I. Die Bewertung bebauter Grundstücke erfolgt abhängig von der Grundstücksart (§ 75 BewG) im Regelfall im Ertragswertverfahren. Das Ertragswertverfahren gilt nach § 76 Abs. 1 BewG für Mietwohngrundstücke, Geschäftsgrundstücke, gemischtgenutzte Grundstücke, Einfamilien- und Zweifamilienhäuser. Die Höhe des Einheitswerts basiert gemäß § 78 Satz 1 BewG auf dem Grundstückswert, der den Bodenwert, den Gebäudewert und den Wert der Außenanlagen umfasst. Der Grundstückswert ergibt sich nach § 78 Satz 2 BewG durch Anwendung eines im Anhang zum BewG enthaltenen Vervielfältigers auf die zu erzielende Jahresrohmiete, die nach den Wertverhältnissen von 1964 bestimmt wird, unter Berücksichtigung gewisser pauschaler Ermäßigungen und Erhöhungen (§§ 81 und 82 BewG). Durch diese Bewertungsmethode soll in einem vereinfachten, typisierten Verfahren der Bodenwert wie auch der Gebäudewert in einem Rechenschritt ermittelt und so der gemeine Wert, also der Verkehrswert, des jeweiligen Grundstücks annähernd abgebildet werden.
Die maßgebliche Jahresrohmiete richtet sich gemäß § 79 Abs. 1 BewG vorrangig nach der für das Grundstück aufgrund vertraglicher Vereinbarungen im Hauptfeststellungszeitpunkt gezahlten tatsächlichen Miete.

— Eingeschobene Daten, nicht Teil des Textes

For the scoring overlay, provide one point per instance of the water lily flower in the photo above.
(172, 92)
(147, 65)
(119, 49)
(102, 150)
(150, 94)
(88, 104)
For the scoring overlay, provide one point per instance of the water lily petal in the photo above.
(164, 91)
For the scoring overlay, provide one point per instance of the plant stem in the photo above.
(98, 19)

Unmittelbar anwendbar ist diese Vorgabe nur für Grundstücke, die im Hauptfeststellungszeitpunkt 01.01.1964 bereits vermietet waren. Andernfalls bestimmt sich die Jahresrohmiete gemäß § 79 Abs. 2 BewG nach der üblichen Miete.

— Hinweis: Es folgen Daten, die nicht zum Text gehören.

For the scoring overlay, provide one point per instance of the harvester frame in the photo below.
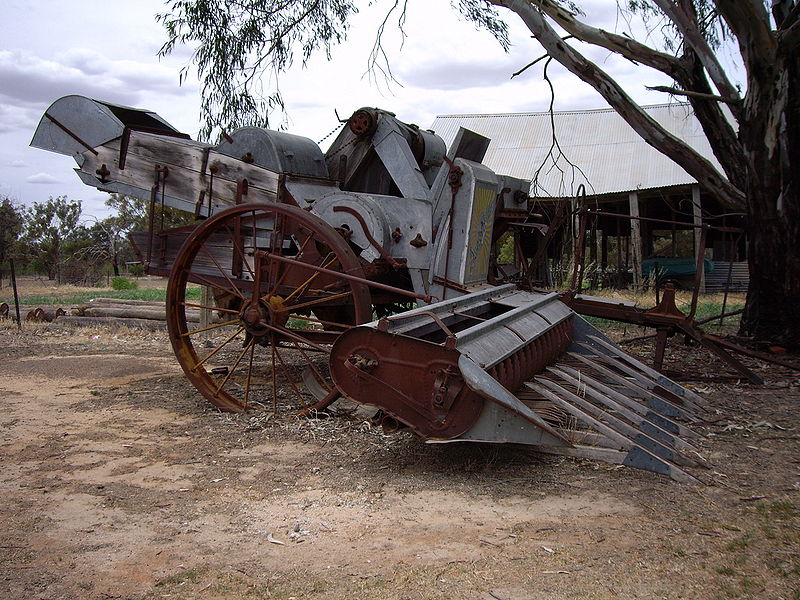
(374, 264)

II. Die übliche Miete ist nach § 79 Abs. 2 Satz 2 BewG in Anlehnung an die Jahresrohmiete zu schätzen, die für Räume gleicher oder ähnlicher Art, Lage und Ausstattung regelmäßig gezahlt wird. Maßgeblich bleiben für die Höhe der Miete immer die Wertverhältnisse im Hauptfeststellungszeitpunkt 01.01.1964 (§§ 27, 79 Abs. 5 BewG). Zur Ermittlung der üblichen Miete ziehen die Finanzbehörden überwiegend Mietspiegel heran, die regelmäßig nach Baujahren, mietpreisrechtlichen Gegebenheiten, Ausstattungsgruppen und Gemeindegrößen gegliederte Quadratmeter-Mieten zum Stand vom 01.01.1964 ausweisen. Die Heranziehung dieser auf den Hauptfeststellungszeitpunkt 01.01.1964 aufgestellten Mietspiegel für die Schätzung der üblichen Miete gemäß § 79 Abs. 2 Satz 2 BewG auf diesen Zeitpunkt ist zulässig, wenn eine Schätzung der üblichen Miete im unmittelbaren Vergleich daran scheitert, dass nach Art, Lage und Ausstattung vergleichbare vermietete Objekte am 01.01.1964 nicht oder nicht in hinreichender Zahl vorhanden waren und die Mietspiegel in ihren Aufgliederungen nach Mietpreisregelungen und den anderen gemäß § 79 Abs. 2 Satz 2 BewG maßgebenden Kriterien (insbesondere Baujahr und Ausstattung) den vom Gesetz gestellten Anforderungen für die Schätzung der üblichen Miete entsprechen (BFH, Urt. v. 04.03.1999 – II R 106/97 – BStBl II 1999, 519).

D. Auswirkungen für die Praxis

Die Berechnung des Einheitswerts für neu entstandene Objekte nach dem Ertragswertverfahren ist in vielen Fällen schwierig, weil hierfür regelmäßig die übliche Miete zum 01.01.1964 maßgebend ist. Die Feststellung bzw. Schätzung der zu diesem Zeitpunkt üblichen Miete ist, wenn vergleichbare Objekte oder geeignete Schätzungsgrundlagen fehlen, wegen der damit verbundenen Unsicherheiten streitanfällig, auch wenn der Einheitswert nur noch für die Grundsteuer von Bedeutung ist und die steuerlichen Auswirkungen im Verhältnis zu anderen Steuern eher gering sind. Der Gesetzgeber muss zwar die Bewertung spätestens bis zum 31.12.2019 neu regeln; im Hinblick auf die vorzunehmende Neubewertung aller Objekte ist jedoch davon auszugehen, dass die „alten“ Einheitswerte noch bis zum 31.12.2024 gelten werden.